まずは気になる「なぜお坊さんがバーを?」との質問には、「話せば長いのですが、最初はお寺をボーダーレスな場にしたいと考えて、そこからいろんなご縁があって5年前にこの町家でバーを始めたんです」。扱うのは、国産のクラフトビールと日本ワイン、そして各国のウイスキー。クラフトビール専門店ではありませんが、「地ビール祭京都」の立ち上げからの思いもあり、瓶で常時10種以上、樽生は3種類に絞って順繰りに全国のさまざまなビールを提供。「専門店ではない分、多様なお客様がみえるので、思いがけずクラフトビールと出合ってくださる方も多いんですよ」。あの店に行けばこんな種類があって、あそこにはユニークな店主がいて……と、周りの店を紹介することも多いのだそう。

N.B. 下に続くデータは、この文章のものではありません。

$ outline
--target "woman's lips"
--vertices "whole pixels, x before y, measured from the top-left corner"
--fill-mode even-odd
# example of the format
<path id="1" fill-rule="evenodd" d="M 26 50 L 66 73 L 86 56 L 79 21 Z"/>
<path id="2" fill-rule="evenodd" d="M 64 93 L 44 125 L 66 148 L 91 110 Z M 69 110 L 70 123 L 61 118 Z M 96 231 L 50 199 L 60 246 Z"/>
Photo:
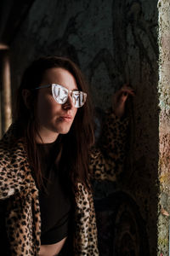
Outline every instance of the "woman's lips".
<path id="1" fill-rule="evenodd" d="M 72 120 L 72 117 L 71 115 L 63 115 L 60 117 L 60 119 L 65 122 L 71 122 Z"/>

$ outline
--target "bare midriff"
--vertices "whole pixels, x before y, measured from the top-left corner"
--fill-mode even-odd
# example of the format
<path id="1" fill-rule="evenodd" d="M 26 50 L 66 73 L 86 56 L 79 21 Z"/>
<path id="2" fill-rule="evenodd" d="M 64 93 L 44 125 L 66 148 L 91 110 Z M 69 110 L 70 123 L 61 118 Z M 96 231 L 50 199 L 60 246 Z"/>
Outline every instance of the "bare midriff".
<path id="1" fill-rule="evenodd" d="M 63 238 L 61 241 L 48 245 L 42 245 L 40 247 L 39 256 L 55 256 L 57 255 L 60 250 L 62 249 L 66 237 Z"/>

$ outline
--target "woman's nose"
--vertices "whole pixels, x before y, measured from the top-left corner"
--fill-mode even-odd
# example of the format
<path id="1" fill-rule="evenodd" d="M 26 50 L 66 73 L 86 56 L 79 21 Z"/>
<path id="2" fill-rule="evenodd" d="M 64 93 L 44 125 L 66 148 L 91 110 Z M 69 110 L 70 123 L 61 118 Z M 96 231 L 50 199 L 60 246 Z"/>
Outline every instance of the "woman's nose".
<path id="1" fill-rule="evenodd" d="M 66 102 L 63 104 L 64 108 L 72 108 L 74 107 L 72 98 L 69 95 Z"/>

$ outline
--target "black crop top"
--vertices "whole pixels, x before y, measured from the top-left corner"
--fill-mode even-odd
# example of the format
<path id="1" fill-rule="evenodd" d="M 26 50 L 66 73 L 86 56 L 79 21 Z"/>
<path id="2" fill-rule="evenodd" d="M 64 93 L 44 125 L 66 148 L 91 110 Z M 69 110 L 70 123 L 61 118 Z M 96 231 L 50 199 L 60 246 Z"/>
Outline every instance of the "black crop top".
<path id="1" fill-rule="evenodd" d="M 46 189 L 40 189 L 41 244 L 53 244 L 68 236 L 71 200 L 63 189 L 54 165 L 54 143 L 37 144 Z"/>

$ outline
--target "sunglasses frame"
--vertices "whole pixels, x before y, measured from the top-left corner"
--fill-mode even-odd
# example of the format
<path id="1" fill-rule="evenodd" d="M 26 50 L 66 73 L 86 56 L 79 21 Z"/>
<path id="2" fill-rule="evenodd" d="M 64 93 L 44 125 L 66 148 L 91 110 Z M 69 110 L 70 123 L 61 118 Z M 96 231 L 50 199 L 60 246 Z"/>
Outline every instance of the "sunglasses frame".
<path id="1" fill-rule="evenodd" d="M 57 99 L 54 96 L 54 92 L 53 92 L 54 87 L 55 87 L 55 86 L 57 86 L 57 85 L 60 86 L 60 87 L 61 87 L 61 88 L 64 88 L 64 89 L 66 90 L 66 91 L 67 91 L 67 96 L 66 96 L 66 99 L 65 99 L 65 101 L 64 102 L 62 102 L 62 103 L 59 102 L 57 101 Z M 42 88 L 49 88 L 50 86 L 52 86 L 52 95 L 53 95 L 53 97 L 54 97 L 54 99 L 55 100 L 55 102 L 57 102 L 59 104 L 65 104 L 65 103 L 66 102 L 67 99 L 68 99 L 69 94 L 71 95 L 71 99 L 72 99 L 72 102 L 73 102 L 72 93 L 73 93 L 73 92 L 76 92 L 76 91 L 82 92 L 82 93 L 83 94 L 83 96 L 85 97 L 85 101 L 84 101 L 83 104 L 82 104 L 82 106 L 80 106 L 80 107 L 76 107 L 75 104 L 74 104 L 74 102 L 73 102 L 73 104 L 74 104 L 75 108 L 81 108 L 81 107 L 82 107 L 82 106 L 84 105 L 84 103 L 86 102 L 86 98 L 87 98 L 87 93 L 86 93 L 86 92 L 83 92 L 83 91 L 78 90 L 68 90 L 67 88 L 65 88 L 65 86 L 60 85 L 60 84 L 45 84 L 45 85 L 42 85 L 42 86 L 39 86 L 39 87 L 36 87 L 36 88 L 34 88 L 34 89 L 32 89 L 32 90 L 37 90 L 37 89 L 42 89 Z"/>

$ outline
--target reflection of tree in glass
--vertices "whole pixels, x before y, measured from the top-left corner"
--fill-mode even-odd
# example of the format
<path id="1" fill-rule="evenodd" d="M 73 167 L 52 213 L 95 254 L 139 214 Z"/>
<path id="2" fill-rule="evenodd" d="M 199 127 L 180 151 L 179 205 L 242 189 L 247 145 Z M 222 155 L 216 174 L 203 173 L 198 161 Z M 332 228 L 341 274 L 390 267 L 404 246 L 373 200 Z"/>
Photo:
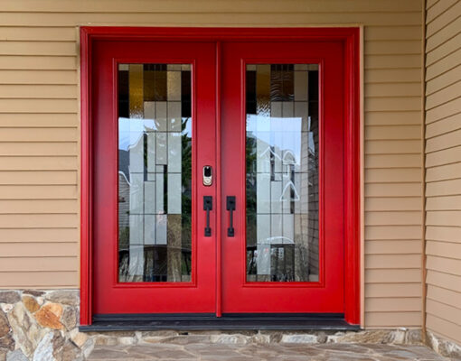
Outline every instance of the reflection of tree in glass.
<path id="1" fill-rule="evenodd" d="M 187 122 L 191 118 L 183 118 L 181 124 L 182 143 L 182 169 L 181 179 L 183 186 L 182 212 L 181 212 L 181 238 L 183 256 L 181 270 L 182 274 L 190 274 L 191 265 L 191 236 L 192 236 L 192 139 L 187 132 Z"/>
<path id="2" fill-rule="evenodd" d="M 246 182 L 247 182 L 247 247 L 256 245 L 256 138 L 247 135 L 245 149 L 246 156 Z M 256 274 L 256 267 L 251 267 L 251 251 L 247 255 L 247 273 Z"/>

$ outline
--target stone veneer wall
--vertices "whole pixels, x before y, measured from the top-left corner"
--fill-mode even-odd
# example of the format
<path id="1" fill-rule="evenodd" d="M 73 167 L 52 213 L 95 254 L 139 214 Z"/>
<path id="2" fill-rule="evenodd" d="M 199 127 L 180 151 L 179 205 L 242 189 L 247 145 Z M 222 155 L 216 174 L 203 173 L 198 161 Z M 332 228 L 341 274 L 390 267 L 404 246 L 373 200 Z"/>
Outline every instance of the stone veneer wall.
<path id="1" fill-rule="evenodd" d="M 461 346 L 456 343 L 440 338 L 431 331 L 426 332 L 426 342 L 437 354 L 452 360 L 461 360 Z"/>
<path id="2" fill-rule="evenodd" d="M 74 361 L 94 340 L 79 332 L 77 290 L 0 291 L 0 361 Z"/>

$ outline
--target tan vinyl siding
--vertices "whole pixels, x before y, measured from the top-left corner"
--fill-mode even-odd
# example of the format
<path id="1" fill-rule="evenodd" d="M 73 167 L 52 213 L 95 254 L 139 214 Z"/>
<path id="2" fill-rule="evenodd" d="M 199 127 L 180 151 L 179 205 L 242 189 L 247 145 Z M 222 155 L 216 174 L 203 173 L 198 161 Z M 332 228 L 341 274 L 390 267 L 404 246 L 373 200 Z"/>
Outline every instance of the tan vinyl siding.
<path id="1" fill-rule="evenodd" d="M 0 287 L 79 285 L 78 25 L 363 24 L 364 322 L 420 326 L 420 0 L 16 0 L 1 7 L 0 251 L 8 252 L 0 252 L 7 264 Z"/>
<path id="2" fill-rule="evenodd" d="M 427 327 L 461 342 L 461 2 L 427 13 Z"/>

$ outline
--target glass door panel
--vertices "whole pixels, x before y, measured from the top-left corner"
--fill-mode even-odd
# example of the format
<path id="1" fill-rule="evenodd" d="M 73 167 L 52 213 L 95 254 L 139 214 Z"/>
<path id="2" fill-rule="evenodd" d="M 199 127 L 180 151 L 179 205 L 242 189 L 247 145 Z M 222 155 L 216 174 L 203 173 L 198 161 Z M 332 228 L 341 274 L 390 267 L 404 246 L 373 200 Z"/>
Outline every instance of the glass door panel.
<path id="1" fill-rule="evenodd" d="M 190 64 L 118 65 L 118 281 L 190 282 Z"/>

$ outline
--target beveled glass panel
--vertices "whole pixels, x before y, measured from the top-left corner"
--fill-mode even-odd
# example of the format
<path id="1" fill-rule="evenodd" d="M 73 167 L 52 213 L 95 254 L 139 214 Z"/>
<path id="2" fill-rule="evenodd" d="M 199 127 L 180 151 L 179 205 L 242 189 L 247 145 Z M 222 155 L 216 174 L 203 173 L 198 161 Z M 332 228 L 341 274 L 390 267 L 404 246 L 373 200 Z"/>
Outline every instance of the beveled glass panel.
<path id="1" fill-rule="evenodd" d="M 317 282 L 318 65 L 246 69 L 247 281 Z"/>
<path id="2" fill-rule="evenodd" d="M 190 64 L 118 66 L 118 281 L 190 282 Z"/>

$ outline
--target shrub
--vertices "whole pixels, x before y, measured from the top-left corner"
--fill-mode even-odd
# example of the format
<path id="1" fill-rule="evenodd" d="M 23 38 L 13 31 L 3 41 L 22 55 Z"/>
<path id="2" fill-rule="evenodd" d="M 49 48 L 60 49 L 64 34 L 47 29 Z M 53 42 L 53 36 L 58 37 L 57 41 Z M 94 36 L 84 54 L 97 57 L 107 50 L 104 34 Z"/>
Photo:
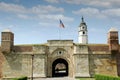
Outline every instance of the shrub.
<path id="1" fill-rule="evenodd" d="M 106 76 L 106 75 L 95 75 L 95 80 L 120 80 L 119 77 Z"/>

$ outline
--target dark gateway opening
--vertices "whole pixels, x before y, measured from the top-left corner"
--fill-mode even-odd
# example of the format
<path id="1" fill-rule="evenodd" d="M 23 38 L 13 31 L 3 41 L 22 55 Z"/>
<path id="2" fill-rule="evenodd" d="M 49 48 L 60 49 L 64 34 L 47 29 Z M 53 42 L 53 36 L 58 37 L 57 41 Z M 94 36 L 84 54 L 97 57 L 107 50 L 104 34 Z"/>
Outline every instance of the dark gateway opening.
<path id="1" fill-rule="evenodd" d="M 59 58 L 52 64 L 52 77 L 68 76 L 68 63 L 66 60 Z"/>

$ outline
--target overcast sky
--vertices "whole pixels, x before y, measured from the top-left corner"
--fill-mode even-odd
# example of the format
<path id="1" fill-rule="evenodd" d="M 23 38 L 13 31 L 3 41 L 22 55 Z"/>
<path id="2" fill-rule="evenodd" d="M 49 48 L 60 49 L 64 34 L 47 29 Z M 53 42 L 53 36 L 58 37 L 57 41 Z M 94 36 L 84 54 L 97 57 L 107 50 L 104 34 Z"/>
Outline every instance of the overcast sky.
<path id="1" fill-rule="evenodd" d="M 120 31 L 120 0 L 0 0 L 0 31 L 10 29 L 15 44 L 41 44 L 53 39 L 77 43 L 82 16 L 88 27 L 88 42 L 106 44 L 111 27 Z M 65 28 L 59 27 L 59 19 Z"/>

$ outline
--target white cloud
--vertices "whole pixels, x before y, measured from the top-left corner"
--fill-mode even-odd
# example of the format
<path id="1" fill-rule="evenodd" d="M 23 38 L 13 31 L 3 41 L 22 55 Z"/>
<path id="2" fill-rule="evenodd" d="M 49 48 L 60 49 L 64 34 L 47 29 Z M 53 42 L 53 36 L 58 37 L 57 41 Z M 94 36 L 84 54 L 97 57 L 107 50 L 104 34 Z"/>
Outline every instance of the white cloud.
<path id="1" fill-rule="evenodd" d="M 4 2 L 0 3 L 0 10 L 6 12 L 13 12 L 13 13 L 27 13 L 27 9 L 23 6 L 16 5 L 16 4 L 7 4 Z"/>
<path id="2" fill-rule="evenodd" d="M 47 2 L 49 2 L 49 3 L 59 3 L 58 0 L 45 0 L 45 1 L 47 1 Z"/>
<path id="3" fill-rule="evenodd" d="M 64 20 L 65 22 L 72 22 L 74 19 L 70 18 L 70 17 L 66 17 L 64 15 L 61 14 L 43 14 L 43 15 L 39 15 L 40 19 L 44 19 L 44 20 L 52 20 L 52 21 L 57 21 L 59 19 Z"/>
<path id="4" fill-rule="evenodd" d="M 64 0 L 64 2 L 104 8 L 120 7 L 120 0 Z"/>
<path id="5" fill-rule="evenodd" d="M 106 16 L 120 17 L 120 8 L 106 9 L 106 10 L 103 10 L 102 13 Z"/>
<path id="6" fill-rule="evenodd" d="M 28 19 L 29 17 L 25 14 L 18 14 L 17 15 L 19 18 L 22 18 L 22 19 Z"/>
<path id="7" fill-rule="evenodd" d="M 48 6 L 43 6 L 43 5 L 38 5 L 38 6 L 35 6 L 35 7 L 32 7 L 31 11 L 33 13 L 63 13 L 64 12 L 64 9 L 63 8 L 57 8 L 57 7 L 54 7 L 54 6 L 51 6 L 51 5 L 48 5 Z"/>
<path id="8" fill-rule="evenodd" d="M 40 19 L 40 20 L 58 20 L 73 21 L 73 18 L 62 15 L 64 9 L 52 5 L 37 5 L 31 8 L 22 5 L 10 4 L 1 2 L 0 11 L 14 13 L 15 16 L 21 19 Z"/>
<path id="9" fill-rule="evenodd" d="M 100 10 L 97 8 L 81 8 L 77 11 L 72 11 L 76 15 L 83 15 L 88 17 L 97 17 L 97 18 L 105 18 L 103 14 L 101 14 Z"/>

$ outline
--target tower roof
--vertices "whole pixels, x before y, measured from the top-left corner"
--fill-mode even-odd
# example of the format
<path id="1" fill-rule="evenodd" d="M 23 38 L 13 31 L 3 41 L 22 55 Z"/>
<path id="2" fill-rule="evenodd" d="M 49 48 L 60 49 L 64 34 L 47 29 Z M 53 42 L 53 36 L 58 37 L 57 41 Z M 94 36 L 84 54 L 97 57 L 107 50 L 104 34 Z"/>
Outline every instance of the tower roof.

クラフトビールとの邂逅は人との出逢いに似ている気がします。好みに巡り合えたらラッキー。この日いただいたのは、羽田さんと共に店を守るソムリエの若杜知美さんが大好きだという「南信州駒ヶ岳エール」。エール系で香りがよく、甘さと苦みのバランスが絶妙。なにより飲み口の爽快感が印象的でした。
クラフトビールはディープな存在感があるものというイメージが一新されました。次はどんな味との出逢いがあるのか、ますます楽しみになりました。